As i posted before Can a cubic Bezier curve be a quadratic one if two control points are equal from the cubic one?. I've got some great answers and they helped but i found another solution which involves matrix approach. Recalling the problem, which says if the transformation of cubic curve to quadratic (where two control points are equal) is possible. So i used degree reduction. $$ \begin{bmatrix} 1 & 0 & 0 \\ 1/3 & 2/3 & 0 \\ 0 & 2/3 & 1/3 \\ 0 & 0 & 1 \end{bmatrix} \begin{bmatrix} b_0 \\ b_1 \\ b_2 \end{bmatrix} = \begin{bmatrix} c_0 \\ c_1 \\ c_2 \\ c_3 \end{bmatrix} $$ the equation $$DB=C$$ then multiplied by $D^T$ $$D^TDB=D^TC$$ then i get $B=(D^TD)^{-1}D^TC$. After that i found fundamental system of solutions of $D^T$ $$ \left[ \begin{array}{cccc|c} 1 & 1/3 & 0 & 0 & 0\\ 0 & 2/3 & 2/3 & 0 & 0\\ 0 & 0 & 1/3 & 1 & 0 \end{array} \right] $$ it gives the solution $(-1, 3, -3, 1)$ or $$-c_0+3c_1-3c_2+c_3=0$$ this condition tells if the points of the cubic curve satisfy this condition, then transformation of cubic to quadratic is possible. But as from my original condition of the problem (two control points of the cubic are equal) which means $c_1=c_2$ and thus it leads to $c_0=c_3$ (as condition $-c_0+3c_1-3c_2+c_3=0$ needs to be satisfied). It means cubic actually transforms to the linear curve (as we got the pairs $c_1=c_2$ and $c_0=c_3$). So as i figured $c_1=c_2$ and $c_0=c_3$ is actually sufficient condition for showing that cubic transforms to linear and it's impossible to transform it to quadratic with this condition. So i can't figure out how to find necessary condition and i'm also stuck for finding necessary and sufficient conditions for showing that transformation from cubic to quadratic via this $-c_0+3c_1-3c_2+c_3=0$ is possible. I will be grateful if somebody helps me with finding it

Answer 1

My answer to your previous question already showed that the cubic is a quadratic if and only if $$ -c_0+3c_1-3c_2+c_3=0 $$ You have managed to prove this yourself, now (though it seems to me that your method is much more complicated than mine).

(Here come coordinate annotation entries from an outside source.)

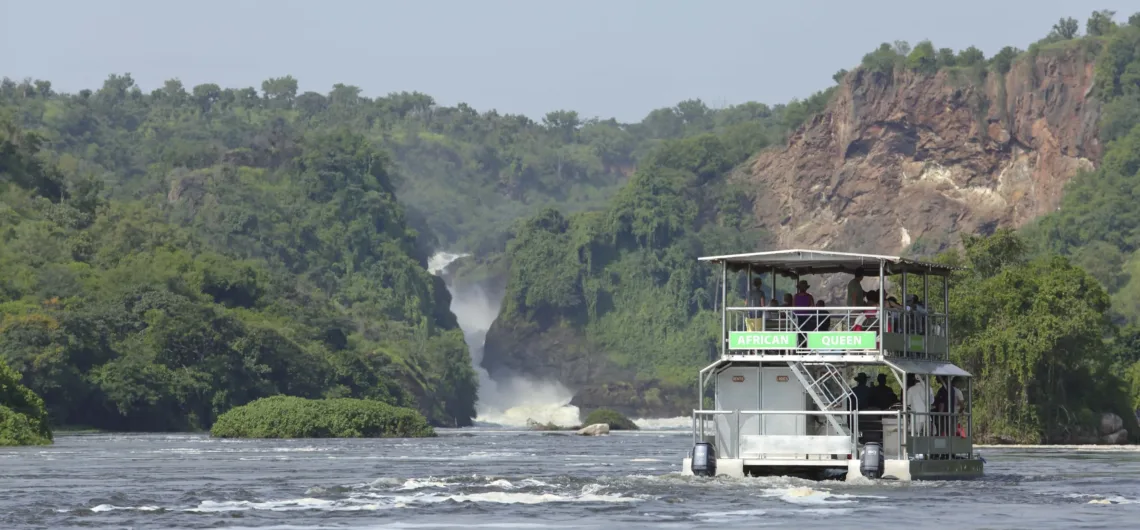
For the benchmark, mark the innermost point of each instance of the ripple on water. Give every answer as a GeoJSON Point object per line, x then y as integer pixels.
{"type": "Point", "coordinates": [522, 479]}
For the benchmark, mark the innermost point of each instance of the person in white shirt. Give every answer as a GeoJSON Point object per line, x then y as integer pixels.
{"type": "Point", "coordinates": [918, 401]}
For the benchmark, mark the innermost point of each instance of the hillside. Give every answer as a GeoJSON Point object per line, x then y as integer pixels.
{"type": "Point", "coordinates": [917, 149]}
{"type": "Point", "coordinates": [172, 254]}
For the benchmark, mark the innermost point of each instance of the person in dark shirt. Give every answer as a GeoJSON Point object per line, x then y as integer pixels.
{"type": "Point", "coordinates": [882, 397]}
{"type": "Point", "coordinates": [861, 400]}
{"type": "Point", "coordinates": [946, 400]}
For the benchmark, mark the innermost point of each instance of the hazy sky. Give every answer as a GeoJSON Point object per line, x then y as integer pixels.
{"type": "Point", "coordinates": [602, 58]}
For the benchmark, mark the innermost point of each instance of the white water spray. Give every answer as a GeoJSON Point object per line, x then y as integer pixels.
{"type": "Point", "coordinates": [515, 400]}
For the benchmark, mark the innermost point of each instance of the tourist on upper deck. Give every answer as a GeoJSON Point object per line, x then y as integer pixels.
{"type": "Point", "coordinates": [756, 298]}
{"type": "Point", "coordinates": [822, 320]}
{"type": "Point", "coordinates": [804, 319]}
{"type": "Point", "coordinates": [918, 319]}
{"type": "Point", "coordinates": [946, 423]}
{"type": "Point", "coordinates": [855, 291]}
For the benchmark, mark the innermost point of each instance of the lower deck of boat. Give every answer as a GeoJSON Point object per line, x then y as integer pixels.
{"type": "Point", "coordinates": [902, 470]}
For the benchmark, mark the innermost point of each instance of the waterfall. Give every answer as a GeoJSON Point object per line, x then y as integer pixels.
{"type": "Point", "coordinates": [509, 402]}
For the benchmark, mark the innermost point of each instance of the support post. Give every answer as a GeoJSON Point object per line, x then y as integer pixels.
{"type": "Point", "coordinates": [882, 321]}
{"type": "Point", "coordinates": [724, 308]}
{"type": "Point", "coordinates": [905, 331]}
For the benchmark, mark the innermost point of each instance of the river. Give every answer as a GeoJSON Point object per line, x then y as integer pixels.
{"type": "Point", "coordinates": [486, 478]}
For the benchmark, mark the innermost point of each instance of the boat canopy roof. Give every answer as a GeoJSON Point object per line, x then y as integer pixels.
{"type": "Point", "coordinates": [803, 262]}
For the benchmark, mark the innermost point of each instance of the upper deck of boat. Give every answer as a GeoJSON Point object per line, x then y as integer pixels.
{"type": "Point", "coordinates": [874, 332]}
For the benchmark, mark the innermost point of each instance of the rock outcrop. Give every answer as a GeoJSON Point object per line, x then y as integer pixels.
{"type": "Point", "coordinates": [910, 159]}
{"type": "Point", "coordinates": [896, 162]}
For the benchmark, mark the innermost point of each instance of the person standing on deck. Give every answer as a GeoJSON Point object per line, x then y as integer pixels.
{"type": "Point", "coordinates": [861, 399]}
{"type": "Point", "coordinates": [855, 291]}
{"type": "Point", "coordinates": [918, 401]}
{"type": "Point", "coordinates": [855, 296]}
{"type": "Point", "coordinates": [882, 396]}
{"type": "Point", "coordinates": [756, 299]}
{"type": "Point", "coordinates": [803, 299]}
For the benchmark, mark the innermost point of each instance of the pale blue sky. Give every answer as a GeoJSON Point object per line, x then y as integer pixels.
{"type": "Point", "coordinates": [602, 58]}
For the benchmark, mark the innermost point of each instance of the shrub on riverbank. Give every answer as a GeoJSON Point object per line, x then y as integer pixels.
{"type": "Point", "coordinates": [613, 418]}
{"type": "Point", "coordinates": [23, 420]}
{"type": "Point", "coordinates": [283, 416]}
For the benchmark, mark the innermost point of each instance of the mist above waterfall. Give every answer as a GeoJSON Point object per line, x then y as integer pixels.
{"type": "Point", "coordinates": [512, 400]}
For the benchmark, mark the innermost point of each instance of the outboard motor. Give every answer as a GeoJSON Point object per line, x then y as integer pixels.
{"type": "Point", "coordinates": [703, 459]}
{"type": "Point", "coordinates": [872, 463]}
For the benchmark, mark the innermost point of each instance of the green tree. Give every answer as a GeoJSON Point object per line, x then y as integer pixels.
{"type": "Point", "coordinates": [1066, 27]}
{"type": "Point", "coordinates": [1100, 23]}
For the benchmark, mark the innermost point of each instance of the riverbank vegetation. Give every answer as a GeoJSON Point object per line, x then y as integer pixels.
{"type": "Point", "coordinates": [1045, 318]}
{"type": "Point", "coordinates": [613, 418]}
{"type": "Point", "coordinates": [172, 254]}
{"type": "Point", "coordinates": [23, 420]}
{"type": "Point", "coordinates": [294, 272]}
{"type": "Point", "coordinates": [283, 416]}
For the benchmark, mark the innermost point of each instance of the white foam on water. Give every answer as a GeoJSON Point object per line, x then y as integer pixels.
{"type": "Point", "coordinates": [510, 402]}
{"type": "Point", "coordinates": [680, 423]}
{"type": "Point", "coordinates": [730, 516]}
{"type": "Point", "coordinates": [111, 507]}
{"type": "Point", "coordinates": [809, 496]}
{"type": "Point", "coordinates": [1098, 498]}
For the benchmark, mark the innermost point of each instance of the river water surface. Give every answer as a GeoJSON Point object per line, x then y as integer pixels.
{"type": "Point", "coordinates": [510, 479]}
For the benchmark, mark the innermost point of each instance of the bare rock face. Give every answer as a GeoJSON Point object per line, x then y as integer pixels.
{"type": "Point", "coordinates": [905, 159]}
{"type": "Point", "coordinates": [1117, 438]}
{"type": "Point", "coordinates": [1110, 423]}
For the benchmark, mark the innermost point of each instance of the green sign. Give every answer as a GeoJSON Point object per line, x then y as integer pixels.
{"type": "Point", "coordinates": [762, 341]}
{"type": "Point", "coordinates": [841, 341]}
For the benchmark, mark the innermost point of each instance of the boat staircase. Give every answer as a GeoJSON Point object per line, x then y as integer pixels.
{"type": "Point", "coordinates": [828, 388]}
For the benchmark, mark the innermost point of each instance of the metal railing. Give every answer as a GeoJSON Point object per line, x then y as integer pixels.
{"type": "Point", "coordinates": [733, 445]}
{"type": "Point", "coordinates": [927, 435]}
{"type": "Point", "coordinates": [901, 333]}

Now suppose that $c_1=c_2$, which is apparently what you mean by "two control points are equal". Substituting this in the equation above, we see that we have a quadratic if and only if $$ -c_0+c_3=0 $$ In other words, a cubic with $c_1=c_2$ is a quadratic if and only if $c_0 = c_3$. In other words, the necessary and sufficient condition that you're seeking is $c_0 = c_3$.

The equation of the curve is then $$ P(t) = (1-t)^3c_0 + 3t(1-t)^2c_1 + 3t^2(1-t)c_1 + t^3c_0 $$ A little algebra shows that this can be reduced to $$ P(t0 = (1-t)^2 c_0 + 2t(1-t)\Bigl(\tfrac32 c_1 - \tfrac12 c_0 \Bigr) +t^2 c_0 $$ This is a quadratic Bezier curve with control points $c_0$, $\tfrac32 c_1 - \tfrac12 c_0$, $c_0$.

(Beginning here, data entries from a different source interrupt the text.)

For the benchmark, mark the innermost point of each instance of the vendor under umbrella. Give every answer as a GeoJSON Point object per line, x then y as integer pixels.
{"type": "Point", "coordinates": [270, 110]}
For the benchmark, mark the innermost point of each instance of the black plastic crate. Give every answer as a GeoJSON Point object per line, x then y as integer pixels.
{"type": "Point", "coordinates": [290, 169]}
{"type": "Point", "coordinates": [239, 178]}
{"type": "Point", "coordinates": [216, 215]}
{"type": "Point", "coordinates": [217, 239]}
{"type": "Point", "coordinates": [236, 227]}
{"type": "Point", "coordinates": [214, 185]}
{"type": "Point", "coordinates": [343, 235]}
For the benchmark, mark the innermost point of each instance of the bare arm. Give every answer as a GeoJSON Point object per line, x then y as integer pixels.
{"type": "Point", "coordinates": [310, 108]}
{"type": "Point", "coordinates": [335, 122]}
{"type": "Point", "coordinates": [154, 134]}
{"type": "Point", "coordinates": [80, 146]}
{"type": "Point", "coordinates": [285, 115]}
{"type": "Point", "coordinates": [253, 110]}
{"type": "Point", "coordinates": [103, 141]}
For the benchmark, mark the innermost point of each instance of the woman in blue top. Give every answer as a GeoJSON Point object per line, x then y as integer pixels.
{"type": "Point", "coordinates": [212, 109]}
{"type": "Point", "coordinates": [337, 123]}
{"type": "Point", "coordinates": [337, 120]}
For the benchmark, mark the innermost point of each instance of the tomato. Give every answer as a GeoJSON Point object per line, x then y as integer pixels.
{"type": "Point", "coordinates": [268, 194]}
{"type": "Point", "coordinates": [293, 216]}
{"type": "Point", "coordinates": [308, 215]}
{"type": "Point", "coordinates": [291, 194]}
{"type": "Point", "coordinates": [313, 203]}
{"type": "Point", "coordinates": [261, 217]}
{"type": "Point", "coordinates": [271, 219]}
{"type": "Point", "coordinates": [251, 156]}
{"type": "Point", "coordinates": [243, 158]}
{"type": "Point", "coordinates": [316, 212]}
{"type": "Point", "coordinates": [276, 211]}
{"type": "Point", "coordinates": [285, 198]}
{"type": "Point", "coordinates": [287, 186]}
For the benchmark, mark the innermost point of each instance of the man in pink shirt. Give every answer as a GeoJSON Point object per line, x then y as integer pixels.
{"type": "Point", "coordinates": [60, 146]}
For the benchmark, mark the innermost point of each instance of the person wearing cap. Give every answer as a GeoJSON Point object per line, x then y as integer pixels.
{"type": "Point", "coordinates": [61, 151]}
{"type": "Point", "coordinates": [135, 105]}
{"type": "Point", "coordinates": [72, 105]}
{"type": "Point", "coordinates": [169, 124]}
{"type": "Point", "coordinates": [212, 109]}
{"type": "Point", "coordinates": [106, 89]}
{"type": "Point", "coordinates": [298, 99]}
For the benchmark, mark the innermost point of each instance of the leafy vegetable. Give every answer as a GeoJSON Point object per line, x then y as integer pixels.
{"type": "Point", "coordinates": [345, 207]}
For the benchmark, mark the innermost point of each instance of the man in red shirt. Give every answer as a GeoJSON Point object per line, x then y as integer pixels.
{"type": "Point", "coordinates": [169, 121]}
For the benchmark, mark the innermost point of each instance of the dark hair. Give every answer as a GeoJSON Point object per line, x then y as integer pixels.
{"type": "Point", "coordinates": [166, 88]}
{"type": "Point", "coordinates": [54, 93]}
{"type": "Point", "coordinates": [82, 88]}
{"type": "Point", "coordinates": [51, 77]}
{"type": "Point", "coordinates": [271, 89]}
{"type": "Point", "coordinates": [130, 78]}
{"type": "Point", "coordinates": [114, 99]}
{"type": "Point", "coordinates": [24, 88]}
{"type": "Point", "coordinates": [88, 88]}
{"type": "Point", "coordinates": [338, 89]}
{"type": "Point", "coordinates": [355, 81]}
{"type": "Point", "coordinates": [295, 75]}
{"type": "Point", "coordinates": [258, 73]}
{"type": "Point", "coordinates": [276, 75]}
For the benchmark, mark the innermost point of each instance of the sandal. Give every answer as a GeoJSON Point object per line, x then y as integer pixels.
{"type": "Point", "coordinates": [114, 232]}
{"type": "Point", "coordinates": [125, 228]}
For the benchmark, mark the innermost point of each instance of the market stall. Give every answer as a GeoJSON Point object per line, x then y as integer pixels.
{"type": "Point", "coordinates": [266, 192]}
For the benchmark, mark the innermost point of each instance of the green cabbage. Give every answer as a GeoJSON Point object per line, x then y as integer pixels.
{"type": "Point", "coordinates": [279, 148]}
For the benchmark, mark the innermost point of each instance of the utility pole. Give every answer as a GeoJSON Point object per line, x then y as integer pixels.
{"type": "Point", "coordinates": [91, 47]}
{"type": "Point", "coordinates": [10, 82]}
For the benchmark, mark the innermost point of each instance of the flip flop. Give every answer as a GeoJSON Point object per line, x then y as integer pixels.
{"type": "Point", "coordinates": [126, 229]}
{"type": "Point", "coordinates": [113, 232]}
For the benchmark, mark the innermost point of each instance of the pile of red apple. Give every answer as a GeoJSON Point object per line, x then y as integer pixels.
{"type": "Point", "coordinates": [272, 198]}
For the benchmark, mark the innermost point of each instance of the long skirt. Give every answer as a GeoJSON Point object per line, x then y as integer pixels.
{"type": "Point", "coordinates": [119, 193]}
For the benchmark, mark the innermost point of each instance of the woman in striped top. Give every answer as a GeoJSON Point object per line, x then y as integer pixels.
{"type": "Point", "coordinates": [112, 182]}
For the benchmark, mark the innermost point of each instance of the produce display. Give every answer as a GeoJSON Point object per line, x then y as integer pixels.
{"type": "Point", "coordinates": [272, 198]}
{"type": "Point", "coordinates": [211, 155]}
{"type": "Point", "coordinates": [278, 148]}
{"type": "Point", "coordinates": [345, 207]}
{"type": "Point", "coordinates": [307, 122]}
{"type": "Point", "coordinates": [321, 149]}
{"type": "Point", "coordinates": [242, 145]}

This curve happens to lie within the straight line between $c_0$ and $c_1$. In fact as $t$ increases from $0$ to $1,$ the curve point $P(t)$ makes an out-and-back trip from $c_0$ to $\tfrac14(c_0+3c_1)$, and back to $c_0$ again.

So, some people might say that it's a "linear" curve. But, usually, a "linear" curve is defined to be one whose degree is equal to $1$. By that definition, our curve is not linear, it is quadratic, because its degree is equal to $2$.